Our leaders (and we, more broadly), swore that we would fight the pandemic, that we would eradicate it.  No matter how expertly formed the grooves in our couches would need to be, we committed to it.  Not just for fun or sport, but in response to a virus that threatened about 2% of the 70% or so of us that experts estimated would be infected.  The verse closes with the singers collectively denoting their enthusiasm for the cause, just as we all did in March.

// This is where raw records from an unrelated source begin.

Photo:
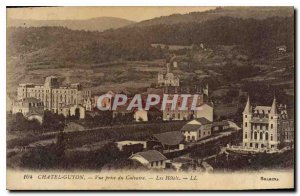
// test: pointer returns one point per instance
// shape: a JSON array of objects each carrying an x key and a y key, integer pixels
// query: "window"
[{"x": 255, "y": 135}]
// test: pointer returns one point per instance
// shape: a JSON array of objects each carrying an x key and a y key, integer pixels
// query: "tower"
[
  {"x": 50, "y": 83},
  {"x": 273, "y": 126},
  {"x": 247, "y": 116}
]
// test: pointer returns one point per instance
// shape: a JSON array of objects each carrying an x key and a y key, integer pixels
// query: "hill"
[
  {"x": 234, "y": 12},
  {"x": 93, "y": 24}
]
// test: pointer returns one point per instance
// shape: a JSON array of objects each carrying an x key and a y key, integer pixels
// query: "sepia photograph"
[{"x": 150, "y": 98}]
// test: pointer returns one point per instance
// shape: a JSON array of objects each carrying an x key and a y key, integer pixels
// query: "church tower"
[{"x": 247, "y": 116}]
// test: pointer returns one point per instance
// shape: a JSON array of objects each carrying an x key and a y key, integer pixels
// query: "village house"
[
  {"x": 132, "y": 146},
  {"x": 263, "y": 126},
  {"x": 30, "y": 107},
  {"x": 220, "y": 126},
  {"x": 73, "y": 126},
  {"x": 170, "y": 141},
  {"x": 151, "y": 159},
  {"x": 196, "y": 129},
  {"x": 140, "y": 115},
  {"x": 287, "y": 130},
  {"x": 188, "y": 113},
  {"x": 168, "y": 79},
  {"x": 206, "y": 111},
  {"x": 54, "y": 96},
  {"x": 181, "y": 163},
  {"x": 73, "y": 110}
]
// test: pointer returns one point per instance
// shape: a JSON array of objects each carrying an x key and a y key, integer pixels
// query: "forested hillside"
[{"x": 53, "y": 45}]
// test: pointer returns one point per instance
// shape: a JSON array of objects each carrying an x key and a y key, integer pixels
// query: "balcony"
[{"x": 260, "y": 120}]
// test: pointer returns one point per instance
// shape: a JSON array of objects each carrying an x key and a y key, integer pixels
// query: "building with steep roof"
[
  {"x": 54, "y": 96},
  {"x": 152, "y": 159},
  {"x": 31, "y": 108},
  {"x": 196, "y": 129},
  {"x": 261, "y": 126},
  {"x": 206, "y": 110},
  {"x": 170, "y": 141}
]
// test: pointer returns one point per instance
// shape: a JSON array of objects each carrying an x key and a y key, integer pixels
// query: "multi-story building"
[
  {"x": 196, "y": 129},
  {"x": 54, "y": 96},
  {"x": 261, "y": 126},
  {"x": 287, "y": 130},
  {"x": 168, "y": 79},
  {"x": 206, "y": 110},
  {"x": 31, "y": 108}
]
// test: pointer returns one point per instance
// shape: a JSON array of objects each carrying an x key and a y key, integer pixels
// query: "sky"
[{"x": 130, "y": 13}]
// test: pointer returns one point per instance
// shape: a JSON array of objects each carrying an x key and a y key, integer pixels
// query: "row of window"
[
  {"x": 260, "y": 136},
  {"x": 256, "y": 145},
  {"x": 260, "y": 126},
  {"x": 260, "y": 115}
]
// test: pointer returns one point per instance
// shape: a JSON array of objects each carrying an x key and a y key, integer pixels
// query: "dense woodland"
[{"x": 68, "y": 47}]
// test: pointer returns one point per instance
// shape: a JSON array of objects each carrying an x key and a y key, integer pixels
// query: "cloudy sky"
[{"x": 130, "y": 13}]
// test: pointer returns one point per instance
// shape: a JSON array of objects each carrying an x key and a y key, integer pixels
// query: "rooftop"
[
  {"x": 169, "y": 138},
  {"x": 151, "y": 155},
  {"x": 190, "y": 127}
]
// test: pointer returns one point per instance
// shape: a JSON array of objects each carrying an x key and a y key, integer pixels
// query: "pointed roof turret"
[
  {"x": 274, "y": 107},
  {"x": 247, "y": 107}
]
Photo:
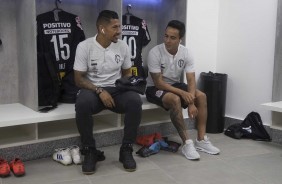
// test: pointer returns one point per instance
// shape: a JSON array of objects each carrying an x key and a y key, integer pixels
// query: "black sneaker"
[
  {"x": 125, "y": 157},
  {"x": 91, "y": 157}
]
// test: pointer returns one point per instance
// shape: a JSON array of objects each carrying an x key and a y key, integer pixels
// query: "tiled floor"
[{"x": 240, "y": 161}]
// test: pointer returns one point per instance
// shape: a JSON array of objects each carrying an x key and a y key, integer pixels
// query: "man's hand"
[
  {"x": 187, "y": 97},
  {"x": 107, "y": 99},
  {"x": 192, "y": 111}
]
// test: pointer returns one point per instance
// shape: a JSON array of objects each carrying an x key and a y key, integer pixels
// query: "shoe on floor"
[
  {"x": 63, "y": 156},
  {"x": 189, "y": 150},
  {"x": 75, "y": 154},
  {"x": 89, "y": 161},
  {"x": 206, "y": 146},
  {"x": 126, "y": 158},
  {"x": 4, "y": 168},
  {"x": 17, "y": 167}
]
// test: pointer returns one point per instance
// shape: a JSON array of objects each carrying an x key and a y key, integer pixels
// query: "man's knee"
[
  {"x": 171, "y": 100},
  {"x": 134, "y": 99},
  {"x": 84, "y": 101}
]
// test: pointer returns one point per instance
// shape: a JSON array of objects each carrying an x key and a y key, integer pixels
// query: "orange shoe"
[
  {"x": 17, "y": 167},
  {"x": 4, "y": 168}
]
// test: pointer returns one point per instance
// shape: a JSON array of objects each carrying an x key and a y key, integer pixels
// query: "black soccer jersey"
[
  {"x": 58, "y": 37},
  {"x": 135, "y": 33}
]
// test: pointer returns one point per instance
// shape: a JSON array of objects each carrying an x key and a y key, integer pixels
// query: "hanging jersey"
[
  {"x": 58, "y": 37},
  {"x": 135, "y": 33}
]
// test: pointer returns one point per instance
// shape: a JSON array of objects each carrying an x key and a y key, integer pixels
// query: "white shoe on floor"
[
  {"x": 189, "y": 151},
  {"x": 63, "y": 156},
  {"x": 206, "y": 146},
  {"x": 75, "y": 154}
]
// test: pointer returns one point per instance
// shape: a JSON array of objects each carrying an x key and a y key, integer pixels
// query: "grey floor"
[{"x": 240, "y": 161}]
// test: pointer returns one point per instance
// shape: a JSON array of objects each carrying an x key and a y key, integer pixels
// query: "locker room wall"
[{"x": 18, "y": 55}]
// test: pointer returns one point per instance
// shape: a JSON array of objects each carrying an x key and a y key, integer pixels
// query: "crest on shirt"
[
  {"x": 180, "y": 63},
  {"x": 117, "y": 58},
  {"x": 159, "y": 93}
]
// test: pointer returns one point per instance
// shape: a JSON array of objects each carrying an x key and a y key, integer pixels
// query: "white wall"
[{"x": 236, "y": 38}]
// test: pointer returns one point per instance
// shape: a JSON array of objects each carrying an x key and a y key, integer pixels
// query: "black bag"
[
  {"x": 251, "y": 128},
  {"x": 133, "y": 83}
]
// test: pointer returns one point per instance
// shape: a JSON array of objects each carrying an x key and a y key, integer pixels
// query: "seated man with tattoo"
[{"x": 166, "y": 63}]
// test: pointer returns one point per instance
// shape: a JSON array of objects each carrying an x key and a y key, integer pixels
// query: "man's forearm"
[{"x": 86, "y": 84}]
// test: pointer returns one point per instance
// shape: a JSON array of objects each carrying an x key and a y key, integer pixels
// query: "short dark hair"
[
  {"x": 105, "y": 16},
  {"x": 177, "y": 25}
]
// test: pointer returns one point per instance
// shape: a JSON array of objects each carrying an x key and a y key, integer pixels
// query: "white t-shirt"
[
  {"x": 161, "y": 61},
  {"x": 103, "y": 65}
]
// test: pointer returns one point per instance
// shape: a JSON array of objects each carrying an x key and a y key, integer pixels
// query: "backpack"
[{"x": 251, "y": 128}]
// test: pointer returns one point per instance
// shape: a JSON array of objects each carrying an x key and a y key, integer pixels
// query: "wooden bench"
[{"x": 20, "y": 125}]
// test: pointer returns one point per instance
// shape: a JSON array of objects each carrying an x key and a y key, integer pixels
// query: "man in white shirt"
[
  {"x": 166, "y": 63},
  {"x": 99, "y": 62}
]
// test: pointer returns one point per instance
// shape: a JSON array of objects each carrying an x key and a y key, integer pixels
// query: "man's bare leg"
[{"x": 173, "y": 103}]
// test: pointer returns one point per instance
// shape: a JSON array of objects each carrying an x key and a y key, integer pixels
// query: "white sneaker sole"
[{"x": 206, "y": 151}]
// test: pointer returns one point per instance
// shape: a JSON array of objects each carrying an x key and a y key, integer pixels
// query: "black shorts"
[{"x": 155, "y": 96}]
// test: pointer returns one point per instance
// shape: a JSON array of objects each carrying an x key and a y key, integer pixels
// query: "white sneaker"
[
  {"x": 189, "y": 150},
  {"x": 206, "y": 146},
  {"x": 75, "y": 154},
  {"x": 63, "y": 156}
]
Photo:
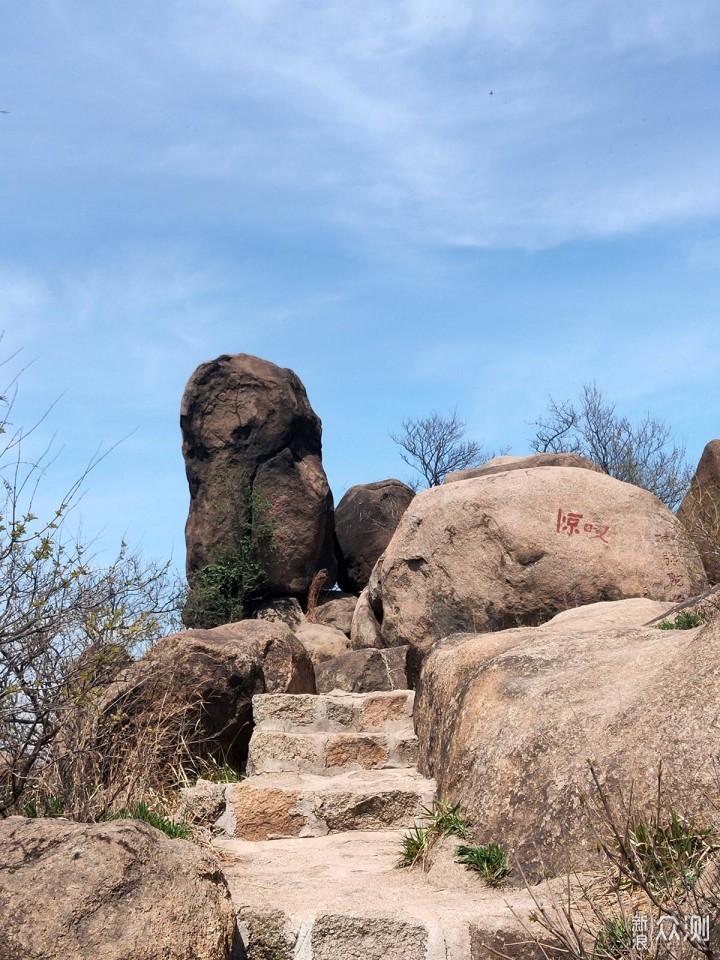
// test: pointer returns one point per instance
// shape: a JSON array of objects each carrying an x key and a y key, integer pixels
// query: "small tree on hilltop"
[
  {"x": 66, "y": 625},
  {"x": 434, "y": 446},
  {"x": 642, "y": 453}
]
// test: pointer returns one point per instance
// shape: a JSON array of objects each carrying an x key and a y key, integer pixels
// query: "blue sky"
[{"x": 416, "y": 206}]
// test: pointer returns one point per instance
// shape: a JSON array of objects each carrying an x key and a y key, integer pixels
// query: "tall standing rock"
[
  {"x": 246, "y": 421},
  {"x": 700, "y": 510},
  {"x": 365, "y": 520}
]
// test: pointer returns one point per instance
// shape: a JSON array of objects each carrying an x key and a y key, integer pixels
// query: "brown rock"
[
  {"x": 517, "y": 547},
  {"x": 336, "y": 609},
  {"x": 505, "y": 463},
  {"x": 262, "y": 813},
  {"x": 700, "y": 510},
  {"x": 198, "y": 685},
  {"x": 365, "y": 520},
  {"x": 344, "y": 749},
  {"x": 243, "y": 418},
  {"x": 508, "y": 721},
  {"x": 285, "y": 610},
  {"x": 365, "y": 630},
  {"x": 109, "y": 891},
  {"x": 363, "y": 671},
  {"x": 322, "y": 643}
]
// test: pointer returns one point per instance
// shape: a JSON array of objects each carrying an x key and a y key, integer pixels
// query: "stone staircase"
[
  {"x": 323, "y": 764},
  {"x": 309, "y": 841}
]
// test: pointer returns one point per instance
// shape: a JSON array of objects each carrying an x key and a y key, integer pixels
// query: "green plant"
[
  {"x": 667, "y": 857},
  {"x": 446, "y": 819},
  {"x": 490, "y": 861},
  {"x": 53, "y": 806},
  {"x": 415, "y": 845},
  {"x": 220, "y": 591},
  {"x": 442, "y": 819},
  {"x": 141, "y": 811},
  {"x": 684, "y": 621},
  {"x": 614, "y": 940}
]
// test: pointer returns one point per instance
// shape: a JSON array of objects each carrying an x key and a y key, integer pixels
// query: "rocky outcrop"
[
  {"x": 285, "y": 610},
  {"x": 197, "y": 686},
  {"x": 508, "y": 721},
  {"x": 362, "y": 671},
  {"x": 109, "y": 891},
  {"x": 364, "y": 629},
  {"x": 515, "y": 548},
  {"x": 700, "y": 510},
  {"x": 365, "y": 520},
  {"x": 322, "y": 643},
  {"x": 336, "y": 609},
  {"x": 505, "y": 463},
  {"x": 247, "y": 425}
]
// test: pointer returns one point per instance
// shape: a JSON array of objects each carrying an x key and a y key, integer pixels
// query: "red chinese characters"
[{"x": 570, "y": 523}]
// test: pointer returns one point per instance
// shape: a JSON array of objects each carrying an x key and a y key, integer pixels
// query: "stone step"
[
  {"x": 273, "y": 805},
  {"x": 341, "y": 896},
  {"x": 275, "y": 751},
  {"x": 382, "y": 712}
]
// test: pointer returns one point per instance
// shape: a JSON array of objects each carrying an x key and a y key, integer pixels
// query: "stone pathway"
[{"x": 310, "y": 841}]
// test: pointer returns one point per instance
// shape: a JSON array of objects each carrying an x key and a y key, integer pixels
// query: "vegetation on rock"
[{"x": 219, "y": 592}]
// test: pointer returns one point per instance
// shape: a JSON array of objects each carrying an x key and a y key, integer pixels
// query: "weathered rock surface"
[
  {"x": 505, "y": 463},
  {"x": 245, "y": 420},
  {"x": 700, "y": 510},
  {"x": 508, "y": 721},
  {"x": 285, "y": 610},
  {"x": 362, "y": 671},
  {"x": 201, "y": 683},
  {"x": 365, "y": 520},
  {"x": 517, "y": 547},
  {"x": 341, "y": 896},
  {"x": 336, "y": 610},
  {"x": 322, "y": 643},
  {"x": 364, "y": 628},
  {"x": 109, "y": 891}
]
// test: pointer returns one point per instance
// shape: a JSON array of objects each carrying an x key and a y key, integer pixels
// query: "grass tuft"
[
  {"x": 490, "y": 861},
  {"x": 141, "y": 811},
  {"x": 614, "y": 940},
  {"x": 684, "y": 621}
]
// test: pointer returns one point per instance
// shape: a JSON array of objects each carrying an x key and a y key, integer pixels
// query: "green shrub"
[
  {"x": 141, "y": 811},
  {"x": 490, "y": 861},
  {"x": 415, "y": 845},
  {"x": 443, "y": 819},
  {"x": 220, "y": 592},
  {"x": 614, "y": 941},
  {"x": 53, "y": 806},
  {"x": 669, "y": 858},
  {"x": 684, "y": 621}
]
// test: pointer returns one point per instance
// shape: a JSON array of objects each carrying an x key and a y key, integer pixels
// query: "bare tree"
[
  {"x": 642, "y": 453},
  {"x": 434, "y": 446},
  {"x": 65, "y": 622}
]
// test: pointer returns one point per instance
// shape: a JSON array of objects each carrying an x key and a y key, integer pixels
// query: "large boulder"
[
  {"x": 336, "y": 609},
  {"x": 365, "y": 520},
  {"x": 196, "y": 688},
  {"x": 508, "y": 721},
  {"x": 504, "y": 463},
  {"x": 248, "y": 427},
  {"x": 321, "y": 642},
  {"x": 364, "y": 671},
  {"x": 109, "y": 891},
  {"x": 700, "y": 510},
  {"x": 517, "y": 547}
]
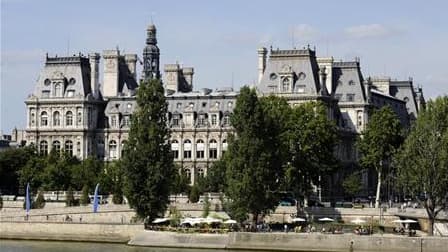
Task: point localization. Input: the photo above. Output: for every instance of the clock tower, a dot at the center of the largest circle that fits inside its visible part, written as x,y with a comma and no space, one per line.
151,55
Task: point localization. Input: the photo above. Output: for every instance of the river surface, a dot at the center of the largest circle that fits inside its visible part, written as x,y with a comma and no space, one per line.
53,246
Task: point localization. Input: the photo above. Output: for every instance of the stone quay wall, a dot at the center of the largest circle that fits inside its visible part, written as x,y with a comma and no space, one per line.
116,233
290,242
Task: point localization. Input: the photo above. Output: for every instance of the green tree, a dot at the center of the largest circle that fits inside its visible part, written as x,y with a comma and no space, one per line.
206,207
148,162
40,201
312,138
251,162
194,194
12,161
84,200
422,162
352,185
378,143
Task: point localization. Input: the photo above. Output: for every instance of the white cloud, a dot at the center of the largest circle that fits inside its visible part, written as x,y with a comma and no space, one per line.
371,31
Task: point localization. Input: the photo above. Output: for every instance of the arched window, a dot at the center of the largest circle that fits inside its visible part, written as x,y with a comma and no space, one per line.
43,119
113,149
43,147
224,146
213,149
175,149
201,173
56,146
187,149
56,118
69,118
200,149
57,90
123,143
188,174
69,147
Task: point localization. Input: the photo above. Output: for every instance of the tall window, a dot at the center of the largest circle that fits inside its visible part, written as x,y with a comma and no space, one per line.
214,119
201,173
43,147
188,174
226,120
56,118
187,149
43,119
69,147
200,149
57,90
113,149
56,146
69,118
213,149
175,149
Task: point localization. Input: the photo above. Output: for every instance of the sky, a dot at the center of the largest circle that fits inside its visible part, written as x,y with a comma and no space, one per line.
400,38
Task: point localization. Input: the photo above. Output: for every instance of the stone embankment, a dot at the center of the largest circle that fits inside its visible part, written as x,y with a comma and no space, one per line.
291,242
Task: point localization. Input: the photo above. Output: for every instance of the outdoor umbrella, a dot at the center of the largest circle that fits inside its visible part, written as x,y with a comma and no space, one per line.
297,219
358,221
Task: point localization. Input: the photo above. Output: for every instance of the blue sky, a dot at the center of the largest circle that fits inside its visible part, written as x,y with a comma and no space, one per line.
219,39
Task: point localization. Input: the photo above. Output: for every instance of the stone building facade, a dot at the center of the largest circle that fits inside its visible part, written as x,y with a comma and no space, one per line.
69,108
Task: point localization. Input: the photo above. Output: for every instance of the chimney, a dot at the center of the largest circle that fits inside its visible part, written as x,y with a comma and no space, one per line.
262,53
131,60
188,75
110,82
94,59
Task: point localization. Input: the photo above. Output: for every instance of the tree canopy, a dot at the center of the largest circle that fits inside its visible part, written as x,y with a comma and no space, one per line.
422,162
148,161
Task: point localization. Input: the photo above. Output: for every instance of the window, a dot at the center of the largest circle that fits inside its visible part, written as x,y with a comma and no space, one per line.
69,118
69,147
113,149
113,121
188,174
213,149
175,149
214,119
200,149
43,147
56,118
187,149
226,120
70,93
201,173
224,146
56,146
126,121
43,119
57,90
175,121
45,93
350,97
300,88
201,120
285,85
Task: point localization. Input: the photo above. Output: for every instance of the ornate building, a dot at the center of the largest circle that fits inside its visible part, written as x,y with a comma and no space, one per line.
70,110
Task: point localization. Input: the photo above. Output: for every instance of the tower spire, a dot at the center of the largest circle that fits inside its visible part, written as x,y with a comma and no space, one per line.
151,54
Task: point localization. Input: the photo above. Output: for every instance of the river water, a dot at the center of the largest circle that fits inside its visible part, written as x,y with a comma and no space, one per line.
51,246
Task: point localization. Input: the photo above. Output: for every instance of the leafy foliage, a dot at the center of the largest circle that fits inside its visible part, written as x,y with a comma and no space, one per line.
379,142
422,162
147,161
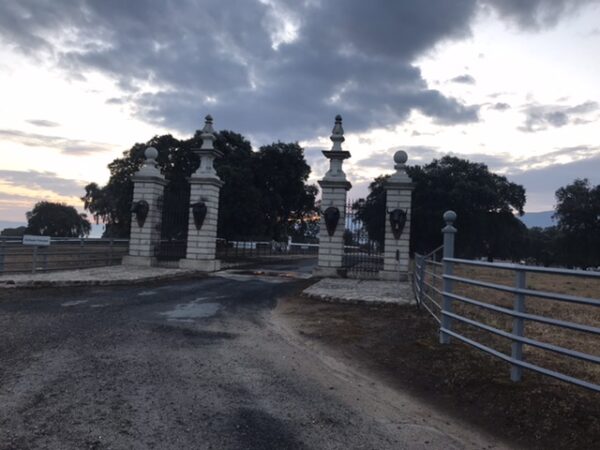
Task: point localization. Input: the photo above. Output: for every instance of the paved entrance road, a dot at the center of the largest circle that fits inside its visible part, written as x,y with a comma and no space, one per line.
194,364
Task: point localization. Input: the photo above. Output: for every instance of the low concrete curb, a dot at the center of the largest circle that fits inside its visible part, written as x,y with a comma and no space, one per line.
373,292
114,276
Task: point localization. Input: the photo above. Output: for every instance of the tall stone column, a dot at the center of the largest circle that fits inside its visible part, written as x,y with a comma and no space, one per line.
146,210
334,187
205,187
397,222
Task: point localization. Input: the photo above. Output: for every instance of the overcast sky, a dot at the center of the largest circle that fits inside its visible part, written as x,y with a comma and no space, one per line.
512,83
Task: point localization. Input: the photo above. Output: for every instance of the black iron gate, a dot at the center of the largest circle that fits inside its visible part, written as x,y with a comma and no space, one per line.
363,256
174,224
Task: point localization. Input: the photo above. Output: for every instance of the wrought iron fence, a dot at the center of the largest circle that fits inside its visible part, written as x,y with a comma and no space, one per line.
61,254
436,290
247,250
363,256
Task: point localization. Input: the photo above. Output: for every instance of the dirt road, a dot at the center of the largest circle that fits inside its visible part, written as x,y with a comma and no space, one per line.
192,364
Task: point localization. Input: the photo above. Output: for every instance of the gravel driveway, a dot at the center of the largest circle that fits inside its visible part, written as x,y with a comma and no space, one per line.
189,364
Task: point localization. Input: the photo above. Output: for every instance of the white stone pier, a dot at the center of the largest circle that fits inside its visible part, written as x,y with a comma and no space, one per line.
146,215
334,187
397,222
205,186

But the fight continued, and continues.

    For forty days, or even more,

    The line went slack, then tight once more,

    All boats were lost, there were only four,

    But still that whale did go (Hah!)

Forty days in biblical/older language refers to "a long time," and indeed, it's been going for a good long while.  The lines went slack in the summer in Canada, when case counts were low, but it's definitely tight as the pandemic rages through the two most populous provinces, and with continued news of riots abroad.

    As far as I've heard, the fight's still on;

    The line's not cut and the whale's not gone,

    The Wellerman makes his regular call,

    To encourage the Captain, crew, and all.

And this is where we find ourselves.  COVID-19 is not gone, we're still warned that there might be bouts of civil unrest, the fight is indeed still on.  But who is the Wellerman referenced?  The answer is in the chorus.

    Soon may the Wellerman come,

    To bring us sugar, and tea, and rum,

    One day when the tonguin' is done,

    We'll take our leave and go.

Supply ships owned by the Weller Brothers (based in New Zealand), would presumably supply whaling ships in the Pacific.  And sugar, tea, and rum are certainly welcomed by tired people, let alone sailors.  Tonguing was some of the earliest butchering done to a whale once it was brought to shore.  But only after the whale has been taken in tow, a promise made earlier in the song.

And that's where we are, and what we're doing.  We're waiting for supplies of good news, of vaccines, of calm, of normalcy.  One day, one day that seems so far away from us right now, on the day of the eradication of COVID-19, we can rest.  Perhaps even a day when dangerous fools no longer pervade the news and our screens. That's the day upon which we'll take our leave of this madness.

Until then we welcome all the sugar, tea, and rum we can get.

Until then, The Wellerman shall be our anthem.